The algorithm travels through the tree and makes two things at the same time: updates the num values in the branches and finds the required leaf. (Alternative implementation can be: two-pass algorithm - find the leaf first, then travel back and increment the num values, or, even worse, recursive implementation is possible, which requires many calls/returns.) Then, if necessary, leaves are splitted, elements are inserted into the proper place, and, if leaves were splitted, overflow procedure is performed.


Implementation details of large insertions: inserting multiple leaves at a time.

Large insertion is performed when the precise number of elements is unknown (for example using non-random access iterators) or the number of elements is greater than M/2.

We suppose that many leaves will be inserted. (In the special case, if the tree is empty, we initialize it, so the tree has at least one leaf.) First, we split the leaf at the place of insertion, if the insertion place is in the middle of the leaf.
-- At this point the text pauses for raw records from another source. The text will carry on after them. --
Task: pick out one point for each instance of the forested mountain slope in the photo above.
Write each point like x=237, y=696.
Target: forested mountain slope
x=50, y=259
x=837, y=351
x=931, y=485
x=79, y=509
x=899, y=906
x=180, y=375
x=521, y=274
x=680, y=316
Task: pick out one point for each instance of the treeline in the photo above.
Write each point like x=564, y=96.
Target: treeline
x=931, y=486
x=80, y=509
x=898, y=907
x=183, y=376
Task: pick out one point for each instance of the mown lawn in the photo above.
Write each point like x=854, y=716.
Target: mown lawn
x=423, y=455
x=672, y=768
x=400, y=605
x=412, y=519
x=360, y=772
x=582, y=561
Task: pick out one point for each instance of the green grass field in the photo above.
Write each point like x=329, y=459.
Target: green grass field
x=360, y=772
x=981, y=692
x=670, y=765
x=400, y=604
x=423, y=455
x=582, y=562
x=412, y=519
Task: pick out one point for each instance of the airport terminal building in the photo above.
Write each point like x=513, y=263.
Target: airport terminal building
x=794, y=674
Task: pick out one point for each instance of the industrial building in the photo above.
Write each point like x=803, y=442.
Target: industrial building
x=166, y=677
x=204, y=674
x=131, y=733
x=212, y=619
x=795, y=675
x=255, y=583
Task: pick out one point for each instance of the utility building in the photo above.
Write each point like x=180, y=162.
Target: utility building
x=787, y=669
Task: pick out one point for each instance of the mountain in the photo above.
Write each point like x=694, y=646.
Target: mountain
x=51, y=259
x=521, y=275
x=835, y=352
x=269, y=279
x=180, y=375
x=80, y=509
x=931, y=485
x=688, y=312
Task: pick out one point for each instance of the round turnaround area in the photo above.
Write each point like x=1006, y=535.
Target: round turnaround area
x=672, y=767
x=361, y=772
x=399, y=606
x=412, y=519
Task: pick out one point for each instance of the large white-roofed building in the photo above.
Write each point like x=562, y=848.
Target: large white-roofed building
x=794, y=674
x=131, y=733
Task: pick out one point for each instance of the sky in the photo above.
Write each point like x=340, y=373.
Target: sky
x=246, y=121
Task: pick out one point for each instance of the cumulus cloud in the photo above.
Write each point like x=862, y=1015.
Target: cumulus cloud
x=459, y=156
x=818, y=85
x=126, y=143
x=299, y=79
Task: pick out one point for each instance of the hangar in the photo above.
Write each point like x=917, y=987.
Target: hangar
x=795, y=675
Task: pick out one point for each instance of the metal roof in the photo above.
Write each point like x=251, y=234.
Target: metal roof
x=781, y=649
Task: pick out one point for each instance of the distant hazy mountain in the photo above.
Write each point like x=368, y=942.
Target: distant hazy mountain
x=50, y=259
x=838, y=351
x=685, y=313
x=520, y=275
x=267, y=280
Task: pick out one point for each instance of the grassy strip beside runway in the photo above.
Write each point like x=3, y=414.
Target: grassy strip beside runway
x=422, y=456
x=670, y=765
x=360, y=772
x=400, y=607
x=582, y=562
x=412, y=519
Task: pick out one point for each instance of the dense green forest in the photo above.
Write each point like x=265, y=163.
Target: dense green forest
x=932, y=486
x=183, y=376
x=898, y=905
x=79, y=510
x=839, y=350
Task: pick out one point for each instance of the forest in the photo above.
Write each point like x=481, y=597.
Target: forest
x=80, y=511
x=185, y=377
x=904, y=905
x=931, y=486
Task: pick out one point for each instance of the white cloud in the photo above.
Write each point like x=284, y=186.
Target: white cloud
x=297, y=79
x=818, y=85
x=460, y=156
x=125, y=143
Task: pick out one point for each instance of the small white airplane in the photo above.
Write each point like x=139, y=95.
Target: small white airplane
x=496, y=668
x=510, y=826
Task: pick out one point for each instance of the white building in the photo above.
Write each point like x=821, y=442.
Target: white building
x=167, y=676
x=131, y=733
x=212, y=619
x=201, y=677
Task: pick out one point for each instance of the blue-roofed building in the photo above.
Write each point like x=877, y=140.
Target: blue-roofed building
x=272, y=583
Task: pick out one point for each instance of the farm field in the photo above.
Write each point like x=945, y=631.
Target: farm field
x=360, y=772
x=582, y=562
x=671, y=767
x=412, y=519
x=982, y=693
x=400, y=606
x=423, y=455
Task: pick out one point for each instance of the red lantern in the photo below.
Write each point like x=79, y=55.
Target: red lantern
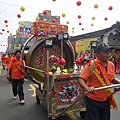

Then, we fill the left leaf in the place of insertion until it is full. Then we fill and insert into the tree bundles of L-1 leaves. Finally, we check for underflow condition if the last inserted leaf or a leaf next to it or both have less elements than required.


Implementation details of erasing, cleaning and visiting: one-pass, recursion only if necessary.

I implemented erasing operation and visit operation using the same engine. Destructor and clean operation use erase(0,count) as well. Here, I describe only erase operation, visit operation behaves similarly. Erase operation involves recursion only if necessary. If one element is erased, no recursion is involved at all; if the whole contents is erased, recursion is used on the whole contents.

The erase operation is implemented as following. Firstly, if the range of deletion completely located in only one subtree, we go into that subtree completely, decreasing the number of elements in that subtree by the way. (If the all erased elements are in one leaf, neither recursion nor two-pass operation is performed.) Then, if the range of deletion is located in two or more subtrees, we use cycle and call the erase procedure recursively. Finally, if we reached the leaf, we erase elements of the leaf and the leaf itself if necessary. After all elements are deleted, underflow condition is checked.


Implementation details of iterator: lazy iterator and dereference operation.

I met the most complicated dilemma when I implemented the iterator.

Most applications will probably use old std::vector style of insertion/deletion like container.erase(container.begin()+3,container.begin()+6) instead of native interface container.erase(3,6), and will use iterator when it is not really necessary to use the iterator. If I implemented the iterator in non-lazy way, the iterator "container.begin()+3" would actually point to the third element, it would require iterator to pass down the tree actually and the whole call would require at least three passes, no matter how I implemented them.

Instead, I implemented lazy iterators. They do not actually point to the elements of the container until the moment they are dereferenced. If they are used as parameters to "erase" or "insert" calls, they never point to the actual elements and are used only as wrappers to size_t.

An iterator contains value called abs_idx (the absolute position in the container) in it, as well as rel_idx (relative index in the current leaf) as well as some other data. Operations like increment or changing position just change the values of abs_idx and rel_idx, but don't check whether rel_idx really points to the actual data. Comparison and substraction operations comapre snd substract abs_idx. Dereference operations check, whether rel_idx points to the correct value and, if necessary, update the rest variables of the iterator, so that it points to the required element.

The update iterator is written in such way, that it takes almost constant time amortized, if the iterator is used for sequential access. I say "almost constant time", because it takes C1*log(N)+C2, and the constants are such, that C2 is much more than C1*log(N) even if iterator contains 2**64 elements. I could implement the iterator in the way that it required honest constant time, but it would be slower practically.